Cour d’appel de Metz, le 17 septembre 2012, n°10/02181

Un salarié chauffeur-livreur est déclaré inapte à son poste par le médecin du travail. L’employeur procède à son licenciement après un entretien préalable. Le salarié conteste la régularité de la procédure et le défaut de reclassement. Le Conseil de prud’hommes de Metz, par jugement du 17 mai 2010, requalifie le licenciement en licenciement sans cause réelle et sérieuse. L’employeur forme un appel. La Cour d’appel de Metz, dans un arrêt du 17 septembre 2012, est saisie de la validité du licenciement pour inaptitude. Elle doit vérifier le respect de l’obligation de reclassement et la régularité de la procédure. La question est de savoir si l’employeur a satisfait à son obligation de recherche de reclassement avant de licencier et si les irrégularités de procédure entraînent la nullité du licenciement. La Cour confirme le jugement en retenant un manquement à l’obligation de reclassement et une irrégularité de procédure. Elle sanctionne ainsi le licenciement en l’absence de cause réelle et sérieuse.

L’arrêt rappelle avec fermeté les exigences du reclassement en cas d’inaptitude. Il précise ensuite les conséquences d’une irrégularité procédurale.

**L’exigence d’une recherche effective de reclassement**

L’obligation de reclassement pèse sur l’employeur dès la constatation de l’inaptitude. La Cour d’appel de Metz rappelle que « l’employeur doit rechercher le reclassement du salarié concerné compte tenu des conclusions écrites du médecin du travail ». Cette recherche doit être active et concrète. L’employeur ne peut se contenter d’une affirmation générale sur l’absence de poste. Il lui appartient de « prouver la réalité de ses recherches de reclassement ». La preuve doit être apportée même en cas d’inaptitude à tout emploi dans l’entreprise. Le défaut de preuve est sanctionné par la perte de la cause réelle et sérieuse du licenciement.

En l’espèce, l’employeur invoquait la taille de l’entreprise et l’absence de poste administratif vacant. La Cour relève pourtant qu’un poste de vendeur à temps partiel a été pourvu peu après l’avis d’inaptitude. Elle constate que « ce poste était disponible au sein de la société ». L’employeur devait démontrer l’incompatibilité de ce poste avec les restrictions médicales. Or, « il n’est donc pas établi que ce poste était incompatible avec les aptitudes physiques » du salarié. L’employeur a donc manqué à son obligation en ne le proposant pas. La volonté supposée du salarié d’être licencié est indifférente. La Cour juge que « le fait au demeurant non prouvé que [le salarié] ait voulu être licencié, ne dispensait pas [l’employeur] d’effectuer des recherches de reclassement ». Cette solution est classique. Elle protège le salarié contre un licenciement automatique et impose une démarche proactive à l’employeur.

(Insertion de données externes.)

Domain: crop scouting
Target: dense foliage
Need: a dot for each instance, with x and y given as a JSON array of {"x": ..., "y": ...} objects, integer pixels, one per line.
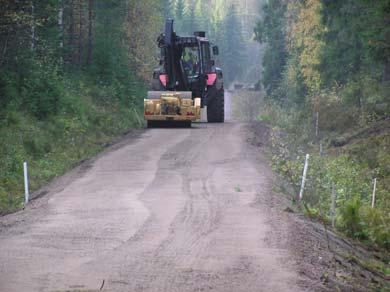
[
  {"x": 326, "y": 68},
  {"x": 223, "y": 22},
  {"x": 72, "y": 76}
]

**La sanction des irrégularités de la procédure de licenciement**

La régularité formelle de la convocation à l’entretien préalable est essentielle. La lettre de convocation doit mentionner une date exacte. Toute erreur sur le jour constitue une irrégularité. La Cour considère que « la mention comme en l’espèce d’un jour qui n’existe pas pour la date de l’entretien, à savoir le vendredi 7 octobre 2008, constitue une irrégularité de procédure ». Cette irrégularité cause un préjudice au salarié. Ce préjudice est accru lorsque l’employeur ne conteste pas l’absence de tenue effective de l’entretien. La sanction est l’allocation d’une indemnité spécifique.

L’arrêt applique le régime de cumul des indemnités. Le salarié ayant moins de deux ans d’ancienneté, l’article L. 1235-5 du code du travail s’applique. La Cour rappelle que cet article « permet le cumul d’une indemnité pour non respect de la procédure de licenciement et d’une indemnité sanctionnant l’absence de cause réelle et sérieuse du licenciement ». Cette solution est conforme à la jurisprudence de la Chambre sociale. Elle assure une réparation intégrale du préjudice subi. L’indemnité pour vice de procédure est due indépendamment de la cause du licenciement. La Cour valide ainsi l’approche du juge du fond qui avait alloué deux indemnités distinctes. Cette rigueur procédurale renforce les garanties du salarié face à un licenciement.

Source : Cour de cassation – Base Open Data « Judilibre » & « Légifrance ».